C’est donc avec une excitation mêlée d’inquiétude que les journalistes ont découvert Le coup de genou de Claire, premier hommage de Steven Seagal au cinéaste français. Entièrement tourné en décos naturels, au bord du Lac d’Annecy, le film fait le pari de la fidélité. Les dialogues ont été entièrement conservé tel quel. C’est donc dans les détails que Steven Seagal impose à la fois sa marque et une relecture très personnelle de l’œuvre du maître.

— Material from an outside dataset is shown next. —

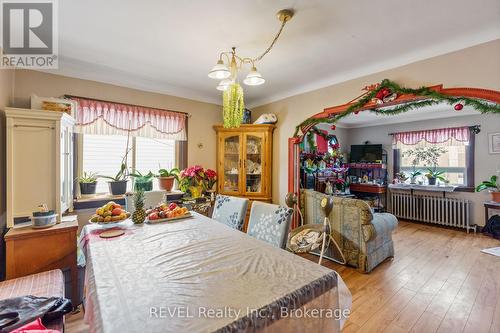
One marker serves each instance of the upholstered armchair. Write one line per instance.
(270, 223)
(365, 238)
(230, 210)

« Nous avons ajouté un peu des trucs dans les moments où il ne se passent rien, confie l’acteur au magazine Variety, je me disais toujours sur le tournage, qu’est-ce qu’aurait fait Eric si l’avait disposé des effets numériques ?« . Le résultat parle de lui-même et la poursuite en hors-bord qui marque la séquence d’ouverture du film restera probablement comme l’un des plus subtil geste de reterritorialisation de l’œuvre du maître.

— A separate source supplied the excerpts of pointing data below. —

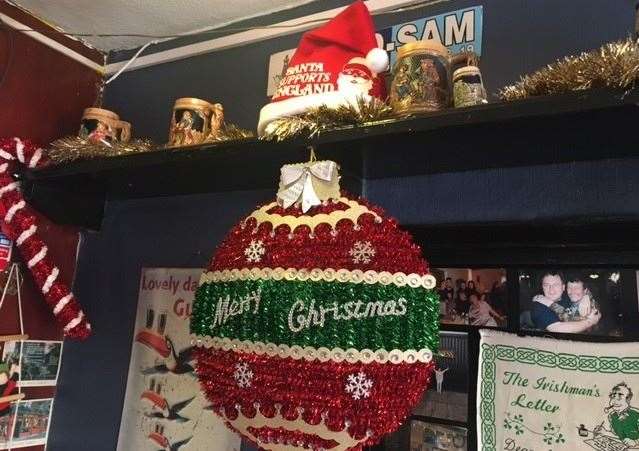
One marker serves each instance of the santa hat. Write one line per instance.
(311, 77)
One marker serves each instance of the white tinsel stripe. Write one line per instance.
(49, 282)
(26, 234)
(10, 187)
(62, 303)
(12, 211)
(74, 322)
(35, 158)
(5, 155)
(311, 353)
(37, 257)
(19, 149)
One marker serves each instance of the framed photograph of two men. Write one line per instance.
(578, 301)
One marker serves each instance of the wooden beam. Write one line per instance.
(11, 398)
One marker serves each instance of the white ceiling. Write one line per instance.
(152, 17)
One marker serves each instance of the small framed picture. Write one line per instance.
(426, 436)
(447, 395)
(472, 296)
(7, 420)
(577, 301)
(37, 363)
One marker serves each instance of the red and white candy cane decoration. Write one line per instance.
(19, 224)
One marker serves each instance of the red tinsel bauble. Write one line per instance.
(315, 329)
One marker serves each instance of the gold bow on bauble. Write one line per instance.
(308, 184)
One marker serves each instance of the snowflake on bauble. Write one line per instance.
(254, 251)
(362, 252)
(243, 375)
(358, 385)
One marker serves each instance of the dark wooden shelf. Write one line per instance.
(589, 125)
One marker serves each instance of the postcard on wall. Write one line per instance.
(7, 420)
(32, 422)
(425, 436)
(573, 300)
(473, 296)
(40, 363)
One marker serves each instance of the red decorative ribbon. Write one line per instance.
(19, 224)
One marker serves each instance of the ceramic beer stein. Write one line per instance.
(100, 125)
(193, 121)
(422, 77)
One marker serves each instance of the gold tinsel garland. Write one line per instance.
(614, 65)
(323, 118)
(71, 148)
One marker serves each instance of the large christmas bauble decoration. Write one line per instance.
(316, 320)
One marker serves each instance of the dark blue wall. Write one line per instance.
(519, 36)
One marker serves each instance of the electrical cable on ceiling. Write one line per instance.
(225, 31)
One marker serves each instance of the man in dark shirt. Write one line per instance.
(543, 316)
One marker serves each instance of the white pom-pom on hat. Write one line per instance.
(377, 60)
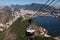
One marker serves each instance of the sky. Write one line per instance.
(22, 2)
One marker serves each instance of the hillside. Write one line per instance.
(33, 6)
(17, 31)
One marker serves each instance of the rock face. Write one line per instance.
(39, 31)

Reprenant le rôle de Jérôme, un attaché culturel et ancien soldat du GIGN, Steven Seagal s’est une fois encore beaucoup investi dans le rôle. Rodrigo Mendez le producteur du film confie d’ailleurs au magazine Variety, « Steven s’est beaucoup investi dans le rôle. » Plusieurs mois avant le début du film, l’acteur s’est laissé poussé la barbe pour ressembler à Jean-Claude Brialy. « Les gens n’imagine pas à quel point Steven est un perfectionniste, ajoute Rodrigo Mendez. Il s’entraînait plusieurs heures par semaine avec un maître barbier, pour obtenir le lustre si particulier de la barbe de Jean-Claude Brialy. »

claire

Bien qu’officiellement mort, Jean-Claude Brialy lui-même apparaît dans le film dans le rôle du boulanger-ninja. « C’était très troublant a confié l’acteur français, Steven s’est tellement imprégné du rôle de Jérôme que je le trouvais toujours dans ma loge quand j’y rentrais. » Pour le rôle de Claire, Steven Seagal avoue s’être beaucoup inspiré des personnages féminins de Luc Besson, lui-même un grand admirateur de Rohmer. Après de nombreux pourparlersn c’est finalement l’actrice Scarlett Johansson qui a été choisie. L’actrice a montré beaucoup d’enthousiasme pour le film, malgré sa déception de ne pas avoir de super-pouvoirs. C’est apparemment pour consoler l’actrice que la production aurait ajouté l’impressionnante scène en stop-motion dans la boulangerie.

« Rohmer est un réalisateur indépassable« , rajoute Steven Seagal, « personne ne pourra le contester » ajoute-t-il en fixant ostensiblement la chaise vide du journaliste de Télérama encore hospitalisé au moment de la conférence de presse. C’est vrai, nulle ne le conteste, l’œuvre du maître est désormais entre de bonne main.